- JUDICIAL WATCH - TOM FITTON - APR 22, 2022 -
We filed a Freedom of Information Act (FOIA) suit against the Department of Health and Human Services (HHS) for FDA emails and records about the Pfizer/BioNTech for COVID-19 vaccine (Judicial Watch v. U.S. Department of Health and Human Services (No. 1:22-cv-00733))
We sued after HHS failed to reply to our August 24, 2021, FOIA request for:
Any and all records submitted by Pfizer and/or BioNTech for the SARS-CoV-2 vaccine known as Comirnaty, which received approval from the FDA on August 23, 2021.
All emails related to the vaccine that became known as Comirnaty sent to and from the following FDA officials: Acting FDA Commissioner Janet Woodcock; Deputy Commissioner Andi Lipstein Fristedt; Deputy Commissioner James Sigg; Chief of Staff Julia C. Tierney, J.D.; Associate Commissioner Judith A. McMeekin, Pharm.D.; Associate Commissioner Lauren Roth, J.D.; and Acting Assistant Commissioner Michael Felberbaum.
All internal FDA studies, analyses, memoranda and reports related to the drug known as Comirnaty.

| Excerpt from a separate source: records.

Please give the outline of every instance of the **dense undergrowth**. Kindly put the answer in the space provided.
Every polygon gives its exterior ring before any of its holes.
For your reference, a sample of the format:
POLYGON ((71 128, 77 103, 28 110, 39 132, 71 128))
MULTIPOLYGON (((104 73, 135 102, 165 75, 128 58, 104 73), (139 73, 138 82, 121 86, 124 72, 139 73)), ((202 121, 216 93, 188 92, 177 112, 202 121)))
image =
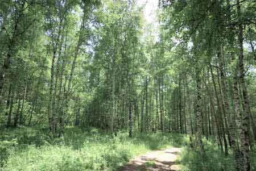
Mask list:
POLYGON ((184 147, 178 161, 184 170, 234 170, 232 155, 224 156, 210 140, 205 140, 202 156, 189 149, 187 136, 178 134, 137 134, 129 138, 125 132, 113 137, 95 128, 70 127, 63 137, 53 139, 46 130, 5 130, 0 135, 1 170, 115 170, 136 155, 169 146, 184 147))

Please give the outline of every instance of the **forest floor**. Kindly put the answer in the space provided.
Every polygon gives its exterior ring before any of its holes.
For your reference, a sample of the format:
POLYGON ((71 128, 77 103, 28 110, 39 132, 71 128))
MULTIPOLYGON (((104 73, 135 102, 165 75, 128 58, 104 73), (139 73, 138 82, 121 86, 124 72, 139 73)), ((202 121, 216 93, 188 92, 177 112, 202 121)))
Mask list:
POLYGON ((137 156, 119 170, 180 170, 180 165, 176 164, 175 161, 181 152, 181 148, 151 151, 137 156))

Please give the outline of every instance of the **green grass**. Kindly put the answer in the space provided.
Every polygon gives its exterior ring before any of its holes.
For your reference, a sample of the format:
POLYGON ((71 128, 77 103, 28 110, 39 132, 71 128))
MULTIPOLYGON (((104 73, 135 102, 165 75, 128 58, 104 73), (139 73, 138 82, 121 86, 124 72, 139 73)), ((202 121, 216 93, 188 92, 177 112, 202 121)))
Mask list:
MULTIPOLYGON (((69 127, 63 137, 52 139, 47 130, 1 129, 0 170, 116 170, 135 155, 170 146, 183 148, 176 164, 181 164, 184 171, 234 169, 232 152, 225 156, 210 140, 204 140, 205 155, 202 155, 188 147, 188 136, 179 134, 134 132, 129 138, 122 131, 113 137, 95 128, 69 127)), ((255 170, 255 151, 251 156, 251 170, 255 170)))
POLYGON ((114 170, 138 154, 166 148, 175 144, 174 139, 185 139, 160 133, 129 138, 120 132, 113 137, 97 129, 68 128, 65 132, 63 138, 52 139, 44 130, 5 130, 0 137, 2 170, 114 170))

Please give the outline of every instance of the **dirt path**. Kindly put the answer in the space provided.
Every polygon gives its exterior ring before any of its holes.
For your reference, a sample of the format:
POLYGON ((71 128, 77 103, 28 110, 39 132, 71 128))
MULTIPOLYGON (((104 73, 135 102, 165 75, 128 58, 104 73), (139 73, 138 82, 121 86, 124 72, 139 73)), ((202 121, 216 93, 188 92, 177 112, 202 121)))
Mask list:
POLYGON ((150 152, 136 157, 119 171, 180 170, 180 166, 175 165, 175 160, 181 151, 180 148, 170 148, 166 150, 150 152))

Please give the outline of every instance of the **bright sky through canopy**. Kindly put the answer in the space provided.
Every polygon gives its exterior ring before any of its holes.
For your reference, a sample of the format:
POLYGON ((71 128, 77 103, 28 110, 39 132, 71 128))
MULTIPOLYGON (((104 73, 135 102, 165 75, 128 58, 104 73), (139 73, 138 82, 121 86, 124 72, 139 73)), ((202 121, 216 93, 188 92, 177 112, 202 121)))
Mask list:
POLYGON ((153 35, 155 36, 155 40, 158 37, 158 22, 156 17, 156 11, 158 9, 158 0, 138 0, 138 5, 143 7, 143 14, 146 23, 144 26, 144 35, 148 34, 148 25, 150 25, 153 35))

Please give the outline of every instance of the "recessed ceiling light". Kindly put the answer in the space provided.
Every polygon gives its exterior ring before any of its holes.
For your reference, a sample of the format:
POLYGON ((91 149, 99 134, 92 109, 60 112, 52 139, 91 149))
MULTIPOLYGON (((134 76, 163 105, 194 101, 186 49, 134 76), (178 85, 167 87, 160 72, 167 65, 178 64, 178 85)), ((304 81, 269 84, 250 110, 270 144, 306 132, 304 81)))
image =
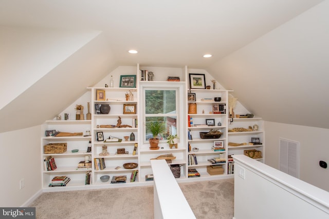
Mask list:
POLYGON ((205 55, 204 55, 204 57, 205 58, 209 58, 211 56, 212 56, 212 55, 210 55, 210 54, 206 54, 205 55))

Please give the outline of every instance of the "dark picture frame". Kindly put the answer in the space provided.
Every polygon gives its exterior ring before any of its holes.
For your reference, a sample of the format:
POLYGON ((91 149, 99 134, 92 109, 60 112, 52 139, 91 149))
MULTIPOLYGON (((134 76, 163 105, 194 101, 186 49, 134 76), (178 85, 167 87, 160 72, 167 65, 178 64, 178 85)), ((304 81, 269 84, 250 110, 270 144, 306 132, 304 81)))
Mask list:
POLYGON ((190 88, 206 89, 206 76, 205 74, 189 73, 190 88))
POLYGON ((105 101, 105 90, 96 90, 96 101, 105 101))
POLYGON ((208 126, 215 126, 215 119, 214 118, 206 118, 206 125, 208 126))
POLYGON ((194 93, 188 93, 187 94, 187 101, 189 102, 195 102, 196 101, 196 97, 194 93))
POLYGON ((135 88, 136 75, 135 74, 121 75, 120 76, 120 87, 135 88))
POLYGON ((123 104, 123 114, 136 114, 136 104, 123 104))
POLYGON ((104 141, 104 135, 103 134, 103 132, 97 132, 97 141, 100 142, 101 141, 104 141))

According to Pfizer’s website: “Comirnaty [COVID-19 Vaccine, mRNA] is FDA-approved as a 2-dose series for prevention of COVID-19 in individuals 16 years of age and older. It is also authorized under EUA to provide a two-dose primary series in individuals 12 through 15 years. Pfizer-BioNTech COVID-19 Vaccine has received EUA from FDA to provide a two-dose primary series in individuals 12 years of age and older and to provide a two-dose primary series to individuals 5 through 11 years of age.”
In violation of FOIA law the FDA is covering up complete details on its approval of the controversial Pfizer COVID vaccine. The public deserves to know everything possible – as soon as possible – about a vaccine that is currently impacting tens of millions of people.
In January, a federal judge in Texas ordered the FDA to make the data it relied on to license Pfizer’s COVID-19 vaccine available to the public. The judge imposed a schedule that should result in the release of all information by September 2020. The court concluded, “that this FOIA request is of paramount public importance.”
The judge denied the FDA’s attempt to have 75 years to complete the FOIA request made by a group of doctors and scientists who asked for information about the vaccine. The FDA claimed it could only manage to release 500 pages of records per month of its 450,000 pages that are responsive to the Texas case.
We recently filed a lawsuit against HHS for records about its subagency Biomedical Advanced Research and Development Authority (BARDA) research into COVID-19 boosters, and for communications related to adverse eventscaused by COVID-19 vaccines.
In January through a FOIA lawsuit we uncovered records from the CDC that show Director Rochelle Walensky’s request for details about the death of a teenager who died days after receiving a coronavirus vaccination.